We have All-America contests for football, for academics, and for beauty, but there is also a contest for cities.
For the last 53 years, the National Civic League has selected 10 cities annually out of an average 100 applications for the award. Cape Girardeau was last selected in 1967, but organizers hope this year will mark the city's second trip to the winner's circle.
"Sometimes it's a thing a community gets used to, and we hope we can get the designation [of All-America City] as a reminder of how good of a community we really have here," said organizer and assistant to the city manager Heather Brooks. "Unless you go to other communities and see the difference it's hard to realize how good Cape really is."
The city's application, which must be submitted by March 9 will highlight challenges and achievements for the city.
The two challenges Brooks and co-organizer Teresa Wildman identified were downtown revitalization and the ability to establish partnerships between human service providers, businesses and government.
A second part of the application asks entrants to list how their city has combated these challenges.
Brooks and Wildman identified Old Town Cape, founded in 1999, as an institution committed to the improvement of Cape Girardeau's historic district. They cite OTC's many efforts to preserve and renovate structures and attract new businesses and residents. The group also holds events and arts festivals to draw visitors downtown. The effort, said Brooks, has helped create 177 new jobs, 27 new businesses, and 11 renovated buildings over the last three years.
OTC, said Brooks, shows Cape Girardeau's determination not to let allow the 130 city-block downtown follow the decaying route of other big cities.
The institution combating the second challenge, according to Brooks and Wideman, is the Community Caring Council. The CCC, according to the application, was formed in 1989 to find innovative solutions to problems as diverse as crime, health-care access and housing. The council, said Brooks, identifies service gaps and community needs in Cape Girardeau and works with businesses, non-profits and religious organizations to address those needs.
Brooks said the CCC represents local enthusiasm for innovative solutions.
"Cape is a very unique area for civic involvement," she said. "Residents really care about their community and won't sit back and let things just happen. They step up to the plate. ...You just need to look at the number of civic clubs, the number of churches, the number of businesses in the chamber of commerce, the number of community groups, this is a very involved community."

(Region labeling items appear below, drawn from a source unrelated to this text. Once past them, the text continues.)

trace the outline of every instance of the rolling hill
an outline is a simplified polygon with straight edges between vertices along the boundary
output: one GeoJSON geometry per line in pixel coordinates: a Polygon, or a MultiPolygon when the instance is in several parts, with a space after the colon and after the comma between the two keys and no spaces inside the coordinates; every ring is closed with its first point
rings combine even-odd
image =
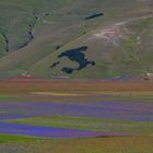
{"type": "Polygon", "coordinates": [[[152,0],[0,1],[0,78],[153,72],[152,0]]]}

The last project the organizers identified was meant to show the community's concern for the welfare of children. Southeast Missouri State Network Against Sexual Violence is a pioneering organization dealing with difficult issues, said Brooks. The network sponsors educational programs in schools, training for medical and law-enforcement first responders, and new methods of inquisition and forensics designed to be less traumatic for young victims. SEMO-NASV served 417 children in 2005.
All of these groups make Cape Girardeau a special community, said Brooks, but none of them guarantee recognition as an All-America City. Brooks and Wideman went to 2005's competition in Atlanta to get ideas. Brooks said she was impressed by the production value of the entrants there.
"Some came in and sang their entire presentation, some others had almost the set of a play as their backdrop," she said. "But all of them were well choreographed."
Brooks said if Cape Girardeau is chosen as one of 30 to attend this year's competition in Anaheim in June, they will not go overboard on production value.
"We'll keep costs minimal," she said. "I could see us blowing up some nice pictures of the city or borrowing some of the banners used by CVB, but not much more than that."
If selected, Cape Girardeau would take a delegation of about 20 to the competition.